- Yoruba: Lisabi a arosọ a bi
- Directed by: Niyi Akinmolayan
- Screenplay by: Niyi Akinmolayan Yinka Olaoye
- Produced by: Oyebade Adebimpe Adedimeji Victoria Akujobi
- Starring: Lateef Adedimeji; Adebimpe Oyebade; Odunlade Adekola;
- Music by: Tolu Obanro
- Production companies: Al Notions Studios Anthill Studios
- Distributed by: Netflix
- Release date: 10 January 2025;
- Running time: 107 minutes
- Country: Nigeria
- Language: Yoruba

= Lisabi: A Legend Is Born =

Lisabi: A Legend Is Born is a 2025 Nigerian historical drama film directed by Niyi Akinmolayan and co-written by Yinka Olaoye and Akinmolayan. It serves as the second installment in a two-part adaptation of the life and legacy of Lisabi, a Yoruba hero and freedom fighter from the 18th century.

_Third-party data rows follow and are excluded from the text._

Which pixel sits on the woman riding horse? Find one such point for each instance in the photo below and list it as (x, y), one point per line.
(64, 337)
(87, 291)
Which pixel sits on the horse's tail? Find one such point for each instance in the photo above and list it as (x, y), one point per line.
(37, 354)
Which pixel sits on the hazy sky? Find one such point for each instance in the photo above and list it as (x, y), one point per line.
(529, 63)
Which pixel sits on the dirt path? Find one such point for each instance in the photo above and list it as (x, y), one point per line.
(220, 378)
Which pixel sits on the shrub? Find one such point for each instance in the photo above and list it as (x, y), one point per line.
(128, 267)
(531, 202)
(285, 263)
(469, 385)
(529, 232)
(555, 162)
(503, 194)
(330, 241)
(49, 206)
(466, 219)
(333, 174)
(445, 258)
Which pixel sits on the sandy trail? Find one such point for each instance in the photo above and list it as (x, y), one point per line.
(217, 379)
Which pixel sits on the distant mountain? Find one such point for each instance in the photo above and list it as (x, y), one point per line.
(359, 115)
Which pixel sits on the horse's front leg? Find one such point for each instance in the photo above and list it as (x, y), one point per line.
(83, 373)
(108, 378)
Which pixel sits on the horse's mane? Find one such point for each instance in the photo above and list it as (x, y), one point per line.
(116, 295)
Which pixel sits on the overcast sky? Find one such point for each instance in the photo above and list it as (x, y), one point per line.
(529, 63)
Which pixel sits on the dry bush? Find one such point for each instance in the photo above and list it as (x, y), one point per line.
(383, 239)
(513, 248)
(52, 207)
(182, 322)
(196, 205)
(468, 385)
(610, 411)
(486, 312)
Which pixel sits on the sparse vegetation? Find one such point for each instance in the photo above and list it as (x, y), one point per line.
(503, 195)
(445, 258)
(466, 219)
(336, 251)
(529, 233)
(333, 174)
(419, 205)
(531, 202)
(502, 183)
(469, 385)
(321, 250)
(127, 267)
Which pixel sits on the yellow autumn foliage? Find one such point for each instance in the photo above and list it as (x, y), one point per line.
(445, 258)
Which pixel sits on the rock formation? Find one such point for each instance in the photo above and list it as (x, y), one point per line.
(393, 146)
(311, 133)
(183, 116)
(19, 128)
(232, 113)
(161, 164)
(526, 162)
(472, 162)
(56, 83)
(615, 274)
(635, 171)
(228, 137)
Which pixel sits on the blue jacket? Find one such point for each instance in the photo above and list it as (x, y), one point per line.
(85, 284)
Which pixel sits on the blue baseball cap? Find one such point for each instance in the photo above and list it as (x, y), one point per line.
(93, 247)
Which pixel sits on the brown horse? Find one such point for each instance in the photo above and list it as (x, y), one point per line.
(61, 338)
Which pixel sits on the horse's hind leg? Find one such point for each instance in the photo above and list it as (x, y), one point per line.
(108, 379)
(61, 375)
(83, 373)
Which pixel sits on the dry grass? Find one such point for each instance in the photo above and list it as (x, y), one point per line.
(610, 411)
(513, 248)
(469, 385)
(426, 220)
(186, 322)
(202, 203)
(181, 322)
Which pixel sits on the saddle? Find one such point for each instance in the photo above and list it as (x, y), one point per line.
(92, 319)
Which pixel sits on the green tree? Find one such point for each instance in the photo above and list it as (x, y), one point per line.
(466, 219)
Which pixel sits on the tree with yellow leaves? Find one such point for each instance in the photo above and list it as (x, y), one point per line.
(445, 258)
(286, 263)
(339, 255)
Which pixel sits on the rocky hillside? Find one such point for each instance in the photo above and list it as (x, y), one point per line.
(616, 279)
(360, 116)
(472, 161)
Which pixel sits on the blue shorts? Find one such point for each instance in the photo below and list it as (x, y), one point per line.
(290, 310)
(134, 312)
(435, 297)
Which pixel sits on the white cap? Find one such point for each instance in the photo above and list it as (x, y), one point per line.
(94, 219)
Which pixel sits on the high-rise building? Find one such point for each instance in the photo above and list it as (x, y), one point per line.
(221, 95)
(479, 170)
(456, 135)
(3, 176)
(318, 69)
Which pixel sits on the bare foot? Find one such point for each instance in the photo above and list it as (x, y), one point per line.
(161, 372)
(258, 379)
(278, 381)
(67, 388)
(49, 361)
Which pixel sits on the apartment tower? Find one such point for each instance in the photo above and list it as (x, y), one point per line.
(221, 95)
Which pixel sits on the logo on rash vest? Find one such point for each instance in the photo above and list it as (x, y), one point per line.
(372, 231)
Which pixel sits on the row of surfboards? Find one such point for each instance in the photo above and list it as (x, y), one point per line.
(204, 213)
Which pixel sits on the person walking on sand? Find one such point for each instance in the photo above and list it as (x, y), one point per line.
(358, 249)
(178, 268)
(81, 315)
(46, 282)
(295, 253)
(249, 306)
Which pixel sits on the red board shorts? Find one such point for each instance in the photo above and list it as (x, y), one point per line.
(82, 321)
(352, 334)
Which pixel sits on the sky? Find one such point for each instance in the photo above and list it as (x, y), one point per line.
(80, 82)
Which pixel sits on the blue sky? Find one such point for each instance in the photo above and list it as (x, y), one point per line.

The film stars Lateef Adedimeji as Lisabi, alongside a cast that includes Olayode Juliana, Adebimpe Oyebade, Olarotimi Fakunle, Olumide Oworu, Jide Awobona, Ibraheem Lateef Adebayo and Muyiwa Ademola.

Lisabi: A Legend Is Born premiered at the John Randle Centre for Yoruba Culture and History in Onikan, Lagos, on 9 January 2025, and was theatrically released in the United States on 10 January 2025 on Netflix.

== Plot summary ==
The epic story of the birth and ascent of the legendary folk hero Lísàbí Agbongbo-Akala, who is fated to lead and protect the Egba people against a deceitful ruler.

== Cast ==

- Lateef Adedimeji as Lisabi
- Olayode Juliana as Olori Alaafin
- Boma Akpore as Osogbenro
- Mo Bimpe Adedimeji as Ikeola

== Release and reception ==
Lisabi: A Legend Is Born was scheduled for release in January 2025 following the first installment, Lisabi: The Uprising. The announcement of the film generated excitement among audiences and historians, with many praising its focus on African historical narratives.

The film premiered at the John Randle Centre for Yoruba Culture and History in Onikan, Lagos, on 9 January 2025. It was subsequently released in major Nigerian cinemas and made its debut via Netflix on 10 January 2025.